Accepted for/Published in: JMIR mHealth and uHealth
Date Submitted: Nov 19, 2018
Open Peer Review Period: Dec 3, 2018 - Jan 28, 2019
Date Accepted: Jul 21, 2019
(closed for review but you can still tweet)
Remote Patient Monitoring (RPM): Current State Review and Future Directions
ABSTRACT
Background:
Due to the adoption of EHRs and legislation on meaningful use in recent decades, health systems are increasingly interdependent on EHR capabilities, offerings, and innovations to better capture patient data. A novel capability offered by health systems encompasses the integration between EHRs and medical devices, or remote patient monitoring (RPM). While RPM has the potential to transform patient care, issues such as concerns with patient privacy, system interoperability, and patient data overload pose a challenge to the adoption of RPM by providers.
Objective:
This study aimed to capture the competitive landscape of RPM and data integration to provider EHRs, specifically Epic due to its prevalence amongst health systems. We covered the following objectives: (1) identify the current innovations and new directions in the field across start-ups, health systems, and insurance companies and (2) understand the associated challenges to inform future RPM projects at other health organizations. Though this study does not provide a full comprehensive catalogue of all RPM initiatives, it is representative of key trends and implications for the integration of patient data into the EHR.
Methods:
We used a systematic process to survey existing efforts through Epic’s online hub and discussion forum, UserWeb, and on the web.
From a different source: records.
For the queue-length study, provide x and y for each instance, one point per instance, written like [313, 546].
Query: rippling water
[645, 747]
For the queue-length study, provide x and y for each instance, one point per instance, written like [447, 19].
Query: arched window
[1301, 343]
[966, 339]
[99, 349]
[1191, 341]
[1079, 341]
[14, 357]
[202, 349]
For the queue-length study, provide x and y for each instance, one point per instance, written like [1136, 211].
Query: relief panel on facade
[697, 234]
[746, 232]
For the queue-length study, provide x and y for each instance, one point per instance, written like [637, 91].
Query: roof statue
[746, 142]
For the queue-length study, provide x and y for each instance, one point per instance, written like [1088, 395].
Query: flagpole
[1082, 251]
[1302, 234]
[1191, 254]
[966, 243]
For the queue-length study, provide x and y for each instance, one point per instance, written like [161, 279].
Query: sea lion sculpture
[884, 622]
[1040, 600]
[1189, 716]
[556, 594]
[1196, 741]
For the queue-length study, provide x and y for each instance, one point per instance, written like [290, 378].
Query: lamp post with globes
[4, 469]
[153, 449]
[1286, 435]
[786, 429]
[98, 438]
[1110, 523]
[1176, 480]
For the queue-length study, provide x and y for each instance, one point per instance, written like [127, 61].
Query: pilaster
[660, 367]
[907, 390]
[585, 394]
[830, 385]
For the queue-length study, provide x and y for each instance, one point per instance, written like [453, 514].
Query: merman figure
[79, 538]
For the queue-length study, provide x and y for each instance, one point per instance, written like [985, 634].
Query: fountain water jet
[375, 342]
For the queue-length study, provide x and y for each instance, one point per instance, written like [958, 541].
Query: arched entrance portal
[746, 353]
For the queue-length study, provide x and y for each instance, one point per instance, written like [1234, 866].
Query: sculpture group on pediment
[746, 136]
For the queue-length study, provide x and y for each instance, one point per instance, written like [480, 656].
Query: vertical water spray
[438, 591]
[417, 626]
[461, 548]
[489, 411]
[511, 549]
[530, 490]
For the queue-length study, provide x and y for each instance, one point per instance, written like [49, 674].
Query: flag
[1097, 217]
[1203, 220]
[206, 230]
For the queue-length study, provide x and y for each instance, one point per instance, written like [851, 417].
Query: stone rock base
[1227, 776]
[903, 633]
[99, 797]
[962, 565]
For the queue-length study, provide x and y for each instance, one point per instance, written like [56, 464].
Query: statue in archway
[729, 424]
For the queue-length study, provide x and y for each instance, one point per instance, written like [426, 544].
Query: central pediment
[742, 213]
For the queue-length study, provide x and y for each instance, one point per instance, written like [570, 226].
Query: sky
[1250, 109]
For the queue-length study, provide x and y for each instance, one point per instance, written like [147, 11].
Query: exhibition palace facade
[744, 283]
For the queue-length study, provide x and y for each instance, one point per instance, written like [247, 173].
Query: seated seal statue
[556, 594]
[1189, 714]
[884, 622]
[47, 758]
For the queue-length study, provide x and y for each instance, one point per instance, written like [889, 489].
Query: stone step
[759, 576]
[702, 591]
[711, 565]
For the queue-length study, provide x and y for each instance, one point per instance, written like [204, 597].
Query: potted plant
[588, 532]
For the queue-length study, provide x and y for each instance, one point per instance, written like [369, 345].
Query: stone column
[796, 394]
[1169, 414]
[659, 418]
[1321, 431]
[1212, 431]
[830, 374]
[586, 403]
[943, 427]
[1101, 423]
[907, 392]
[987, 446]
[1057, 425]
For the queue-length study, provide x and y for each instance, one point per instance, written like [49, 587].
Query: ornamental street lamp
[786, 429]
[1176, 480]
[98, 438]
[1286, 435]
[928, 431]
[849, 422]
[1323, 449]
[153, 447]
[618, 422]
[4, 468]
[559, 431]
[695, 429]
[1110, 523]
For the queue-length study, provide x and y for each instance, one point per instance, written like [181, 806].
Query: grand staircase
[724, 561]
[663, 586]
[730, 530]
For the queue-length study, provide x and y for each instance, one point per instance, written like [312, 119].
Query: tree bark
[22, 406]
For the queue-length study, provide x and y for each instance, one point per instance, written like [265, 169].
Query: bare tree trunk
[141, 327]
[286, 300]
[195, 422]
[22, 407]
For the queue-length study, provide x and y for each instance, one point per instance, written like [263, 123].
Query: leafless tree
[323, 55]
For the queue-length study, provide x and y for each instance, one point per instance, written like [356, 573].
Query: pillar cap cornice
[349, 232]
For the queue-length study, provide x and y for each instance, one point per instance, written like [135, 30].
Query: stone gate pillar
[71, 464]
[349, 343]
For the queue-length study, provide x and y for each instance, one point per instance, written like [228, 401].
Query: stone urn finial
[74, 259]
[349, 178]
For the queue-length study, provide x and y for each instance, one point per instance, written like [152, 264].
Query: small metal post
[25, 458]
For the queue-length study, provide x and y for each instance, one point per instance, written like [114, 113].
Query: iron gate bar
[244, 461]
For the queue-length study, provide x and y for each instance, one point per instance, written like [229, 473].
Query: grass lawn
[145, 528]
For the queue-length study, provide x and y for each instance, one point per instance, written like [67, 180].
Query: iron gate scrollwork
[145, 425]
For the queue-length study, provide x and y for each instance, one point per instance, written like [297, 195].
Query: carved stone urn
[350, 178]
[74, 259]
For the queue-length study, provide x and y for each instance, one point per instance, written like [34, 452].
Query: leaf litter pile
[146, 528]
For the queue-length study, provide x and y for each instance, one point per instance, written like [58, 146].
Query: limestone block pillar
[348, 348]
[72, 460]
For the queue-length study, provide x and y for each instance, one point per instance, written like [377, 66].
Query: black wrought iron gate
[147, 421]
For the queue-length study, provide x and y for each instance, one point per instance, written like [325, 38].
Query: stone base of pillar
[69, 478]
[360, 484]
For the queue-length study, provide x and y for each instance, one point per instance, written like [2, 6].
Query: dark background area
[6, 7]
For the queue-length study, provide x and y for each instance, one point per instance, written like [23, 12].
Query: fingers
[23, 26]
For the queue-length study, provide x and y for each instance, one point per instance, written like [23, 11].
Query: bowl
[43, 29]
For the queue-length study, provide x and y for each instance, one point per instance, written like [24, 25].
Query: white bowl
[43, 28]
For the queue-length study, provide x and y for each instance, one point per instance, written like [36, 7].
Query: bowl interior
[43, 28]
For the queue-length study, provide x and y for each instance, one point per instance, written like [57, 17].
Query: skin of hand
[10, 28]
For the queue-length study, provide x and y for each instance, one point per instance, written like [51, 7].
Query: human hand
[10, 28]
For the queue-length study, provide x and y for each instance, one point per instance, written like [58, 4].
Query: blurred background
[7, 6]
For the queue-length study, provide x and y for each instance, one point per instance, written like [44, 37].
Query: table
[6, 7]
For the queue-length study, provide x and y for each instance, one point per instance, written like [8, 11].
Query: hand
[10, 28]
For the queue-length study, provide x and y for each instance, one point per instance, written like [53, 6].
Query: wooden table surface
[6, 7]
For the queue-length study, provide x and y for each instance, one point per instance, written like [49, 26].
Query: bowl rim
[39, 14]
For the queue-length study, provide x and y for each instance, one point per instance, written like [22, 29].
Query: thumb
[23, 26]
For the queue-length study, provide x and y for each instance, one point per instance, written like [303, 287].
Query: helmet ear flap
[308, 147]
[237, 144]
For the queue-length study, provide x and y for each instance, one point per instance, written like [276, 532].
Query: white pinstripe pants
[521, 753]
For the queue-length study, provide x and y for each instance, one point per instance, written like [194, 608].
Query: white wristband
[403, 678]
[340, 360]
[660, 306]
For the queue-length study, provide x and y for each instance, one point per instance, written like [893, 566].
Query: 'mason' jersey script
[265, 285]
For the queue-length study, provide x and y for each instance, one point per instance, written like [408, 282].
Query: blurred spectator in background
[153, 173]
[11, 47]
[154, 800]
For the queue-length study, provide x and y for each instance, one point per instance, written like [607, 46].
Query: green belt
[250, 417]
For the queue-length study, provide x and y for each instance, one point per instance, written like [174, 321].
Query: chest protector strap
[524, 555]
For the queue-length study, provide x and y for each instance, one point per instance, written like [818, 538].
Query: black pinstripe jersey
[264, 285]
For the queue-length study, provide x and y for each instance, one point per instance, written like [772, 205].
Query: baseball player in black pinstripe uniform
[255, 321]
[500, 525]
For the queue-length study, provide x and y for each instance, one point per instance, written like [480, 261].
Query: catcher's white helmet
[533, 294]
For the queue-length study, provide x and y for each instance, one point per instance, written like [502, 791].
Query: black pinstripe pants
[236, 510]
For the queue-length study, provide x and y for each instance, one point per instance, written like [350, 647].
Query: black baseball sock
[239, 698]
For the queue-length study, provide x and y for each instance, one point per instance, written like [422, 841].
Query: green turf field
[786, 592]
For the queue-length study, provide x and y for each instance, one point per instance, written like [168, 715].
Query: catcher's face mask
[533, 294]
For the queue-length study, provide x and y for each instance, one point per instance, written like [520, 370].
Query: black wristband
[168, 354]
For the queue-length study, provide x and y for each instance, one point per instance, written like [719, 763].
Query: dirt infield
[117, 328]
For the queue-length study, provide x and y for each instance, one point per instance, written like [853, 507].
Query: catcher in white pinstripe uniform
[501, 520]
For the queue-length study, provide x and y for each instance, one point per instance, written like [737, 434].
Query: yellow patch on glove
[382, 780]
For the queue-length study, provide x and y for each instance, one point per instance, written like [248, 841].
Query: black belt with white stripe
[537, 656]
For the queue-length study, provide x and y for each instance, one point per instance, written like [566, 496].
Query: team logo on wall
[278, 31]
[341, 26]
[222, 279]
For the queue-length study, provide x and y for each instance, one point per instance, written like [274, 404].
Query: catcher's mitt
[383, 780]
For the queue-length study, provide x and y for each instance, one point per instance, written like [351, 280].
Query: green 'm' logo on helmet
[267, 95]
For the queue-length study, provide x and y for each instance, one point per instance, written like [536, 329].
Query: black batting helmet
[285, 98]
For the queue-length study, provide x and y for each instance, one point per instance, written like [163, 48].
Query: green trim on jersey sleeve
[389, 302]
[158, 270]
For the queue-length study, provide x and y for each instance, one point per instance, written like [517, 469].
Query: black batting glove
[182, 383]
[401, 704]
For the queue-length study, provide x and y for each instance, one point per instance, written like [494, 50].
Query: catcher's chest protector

We contacted Epic, due to their positioning as the largest commercial EHR system, for information on published client work in the integration of patient-collected data. Results from UserWeb, general web, PubMed, and Google Scholar searches had to meet criteria such as publication date and matching relevant search terms.
Results:
Numerous health institutions have started to integrate device data into patient portals. We identified seven (7) start-up organizations that have developed or are in the process of developing technology to improve RPM for health systems: Vivify Health, Validic, Doximity Dialer, Xealth, Redox, Conversa, and Human API. We reported out sample start-up partnerships with a total of ten (10) health systems in addressing challenges of the meaningful use of device data and streamlining provider workflows. We also found four (4) insurance companies that encourage the growth and uptake of RPM through health tracking and incentive programs: Oscar Health, United Healthcare, Humana, and John Hancock.
Conclusions:
The future design and development of digital technology in this space will rely on continued analysis of best practices, pain points, and potential solutions to mitigate existing challenges. Our work serves as an initial foundation to provide resources on implementation and workflows around RPM for organizations across the healthcare industry. Clinical Trial: None.